“It’s outrageous that the record for the haka should be held by a European country,” the Mayor of Blacktown City, Councillor Stephen Bali
“Let’s bring the haka record back down under. You don’t have to be a New Zealander to take part, and we will be coached by experts.”
The record breaking attempt will be staged at Blacktown Showground at 10:30am on Saturday, February 4.
The Maori Wardens NSW branch, in partnership with Blacktown City Council, is making the attempt.
“I issue a challenge for everyone in Sydney to be part of this world record attempt,” Mayor Bali said.
The widely known “Ka Mate” version of the haka will be performed, which has a link to Blacktown through its New Zealand sister city, Porirua, the birthplace of its author, the Maori warrior Te Rauparaha.
The current haka record of 4,028 was set in France by Frenchy rugby fans in September 2014; toppling the previous record of 3,264 set in New Zealand during 2008.
Rawiri Ita, Chairman of Maori Wardens Australia, said the group was optimistic Blacktown could break the record, and was aiming for a target of 6,000 people.
“Even 1,000 people performing the haka will have the hairs on your neck standing up,” he said.
Mr Ita said the event was open to people of all ages and backgrounds, not just those of Maori descent.
“The “Ka Mate” haka we will perform on the day is the same version that the New Zealand All Blacks perform, so it is well known,” he said.
Registrations for the attempt open at 9:00am with each participant receiving an official wristband. Rehearsals begin from 9:30am.

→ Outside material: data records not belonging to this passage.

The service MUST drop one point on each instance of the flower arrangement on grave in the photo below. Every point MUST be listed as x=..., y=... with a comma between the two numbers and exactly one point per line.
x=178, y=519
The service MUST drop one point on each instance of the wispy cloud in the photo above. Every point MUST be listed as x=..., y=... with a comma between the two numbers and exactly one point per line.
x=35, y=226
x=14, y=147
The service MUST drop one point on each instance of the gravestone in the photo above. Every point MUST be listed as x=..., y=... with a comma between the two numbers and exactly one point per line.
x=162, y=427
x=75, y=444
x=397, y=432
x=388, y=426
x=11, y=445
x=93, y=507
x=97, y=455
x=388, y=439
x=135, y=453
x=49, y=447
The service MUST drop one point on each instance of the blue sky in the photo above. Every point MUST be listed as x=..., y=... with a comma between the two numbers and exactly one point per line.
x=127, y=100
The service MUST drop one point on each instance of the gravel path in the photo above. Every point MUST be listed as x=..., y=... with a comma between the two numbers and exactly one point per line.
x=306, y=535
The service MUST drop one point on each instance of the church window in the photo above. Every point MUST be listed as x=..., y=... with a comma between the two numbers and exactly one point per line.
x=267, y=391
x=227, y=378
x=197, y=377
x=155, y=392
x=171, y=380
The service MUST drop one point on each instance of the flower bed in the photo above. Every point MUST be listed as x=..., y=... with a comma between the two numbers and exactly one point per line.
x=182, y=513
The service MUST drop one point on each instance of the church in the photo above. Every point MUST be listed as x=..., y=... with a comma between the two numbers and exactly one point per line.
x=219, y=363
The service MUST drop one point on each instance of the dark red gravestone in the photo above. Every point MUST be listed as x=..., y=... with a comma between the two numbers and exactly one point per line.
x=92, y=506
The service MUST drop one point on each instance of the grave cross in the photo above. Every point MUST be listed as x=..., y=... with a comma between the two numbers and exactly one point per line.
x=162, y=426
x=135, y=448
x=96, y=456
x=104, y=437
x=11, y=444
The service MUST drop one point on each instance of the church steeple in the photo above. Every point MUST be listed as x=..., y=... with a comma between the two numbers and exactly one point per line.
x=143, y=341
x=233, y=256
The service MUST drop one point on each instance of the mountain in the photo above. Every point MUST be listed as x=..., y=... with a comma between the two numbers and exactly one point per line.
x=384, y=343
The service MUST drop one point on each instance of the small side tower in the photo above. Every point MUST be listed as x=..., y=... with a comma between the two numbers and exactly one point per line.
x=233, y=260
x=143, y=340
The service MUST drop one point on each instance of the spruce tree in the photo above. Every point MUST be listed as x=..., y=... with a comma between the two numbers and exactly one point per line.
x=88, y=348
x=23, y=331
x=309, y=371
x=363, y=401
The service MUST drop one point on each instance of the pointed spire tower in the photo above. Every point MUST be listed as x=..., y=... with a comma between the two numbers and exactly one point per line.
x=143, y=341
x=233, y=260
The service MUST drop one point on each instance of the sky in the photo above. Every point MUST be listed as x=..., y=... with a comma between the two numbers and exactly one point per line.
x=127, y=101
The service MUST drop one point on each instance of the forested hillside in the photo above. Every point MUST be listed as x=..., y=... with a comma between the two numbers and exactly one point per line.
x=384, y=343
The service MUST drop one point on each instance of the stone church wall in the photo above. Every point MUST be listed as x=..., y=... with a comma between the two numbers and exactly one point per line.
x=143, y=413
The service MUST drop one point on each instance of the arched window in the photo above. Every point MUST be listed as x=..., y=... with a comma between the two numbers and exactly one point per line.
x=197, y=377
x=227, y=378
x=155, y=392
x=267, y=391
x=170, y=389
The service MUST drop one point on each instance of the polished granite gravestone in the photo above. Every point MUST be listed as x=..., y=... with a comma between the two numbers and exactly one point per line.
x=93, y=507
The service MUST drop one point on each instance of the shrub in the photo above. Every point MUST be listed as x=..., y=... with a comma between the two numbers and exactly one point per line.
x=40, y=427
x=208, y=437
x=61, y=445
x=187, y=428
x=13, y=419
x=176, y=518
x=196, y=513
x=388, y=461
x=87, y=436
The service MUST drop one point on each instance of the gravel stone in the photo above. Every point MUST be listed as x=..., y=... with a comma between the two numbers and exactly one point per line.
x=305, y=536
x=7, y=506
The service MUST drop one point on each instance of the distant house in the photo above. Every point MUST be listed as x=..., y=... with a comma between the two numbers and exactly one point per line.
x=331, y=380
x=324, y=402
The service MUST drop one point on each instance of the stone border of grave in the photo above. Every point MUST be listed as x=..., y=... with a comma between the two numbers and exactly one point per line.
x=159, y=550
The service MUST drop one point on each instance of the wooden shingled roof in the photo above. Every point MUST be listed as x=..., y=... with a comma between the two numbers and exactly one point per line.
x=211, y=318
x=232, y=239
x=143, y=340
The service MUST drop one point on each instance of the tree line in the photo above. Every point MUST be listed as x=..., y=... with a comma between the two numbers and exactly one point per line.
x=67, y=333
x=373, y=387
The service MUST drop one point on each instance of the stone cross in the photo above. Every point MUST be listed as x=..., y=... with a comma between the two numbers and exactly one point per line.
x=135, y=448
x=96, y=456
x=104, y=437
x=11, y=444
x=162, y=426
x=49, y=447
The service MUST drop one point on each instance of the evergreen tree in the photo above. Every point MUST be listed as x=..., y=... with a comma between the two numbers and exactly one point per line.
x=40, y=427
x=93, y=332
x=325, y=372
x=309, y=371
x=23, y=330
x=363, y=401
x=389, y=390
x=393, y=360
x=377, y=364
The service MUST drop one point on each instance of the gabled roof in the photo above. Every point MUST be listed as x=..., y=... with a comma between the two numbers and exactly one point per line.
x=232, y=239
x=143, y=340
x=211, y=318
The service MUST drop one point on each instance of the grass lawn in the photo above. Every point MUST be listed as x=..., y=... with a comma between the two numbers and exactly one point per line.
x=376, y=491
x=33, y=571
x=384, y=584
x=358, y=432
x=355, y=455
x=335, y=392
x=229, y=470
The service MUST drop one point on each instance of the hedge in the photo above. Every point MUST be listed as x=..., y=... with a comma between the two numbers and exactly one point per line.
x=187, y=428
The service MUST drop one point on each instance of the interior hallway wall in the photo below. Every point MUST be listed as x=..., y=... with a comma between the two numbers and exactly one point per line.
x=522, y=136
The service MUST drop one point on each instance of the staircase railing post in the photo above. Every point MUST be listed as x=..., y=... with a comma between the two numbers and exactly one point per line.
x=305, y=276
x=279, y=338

Blacktown City Council is the reporting agency for the Guinness Book of World Records, which has endorsed the attempt.
The world record attempt is part of a full day of celebrations at the Showground where a range of cultural activities is planned including singing and dancing.
It is observed as a public holiday each year on 6 February to celebrate the signing of the Treaty of Waitangi, New Zealand's founding document, on that date in 1840.
Waitangi Day Festival is at the Blacktown Showground from 10:00am to 4:00pm.
Brief History of the Ka Mate Haka
The Ka Mate Haka was composed by Te Rauparaha, a chief and war leader of the Maori Ngati Toa tribe, in about 1820.
The Ngati Toa’s area includes the modern-day city of Porirua, which is one of Blacktown’s sister cities and Te Rauparaha is regarded as one of their most famous citizens.
Te Rauparaha composed the Ka Mate in about 1820 as a celebration of life over death after his lucky escape from pursuing enemies.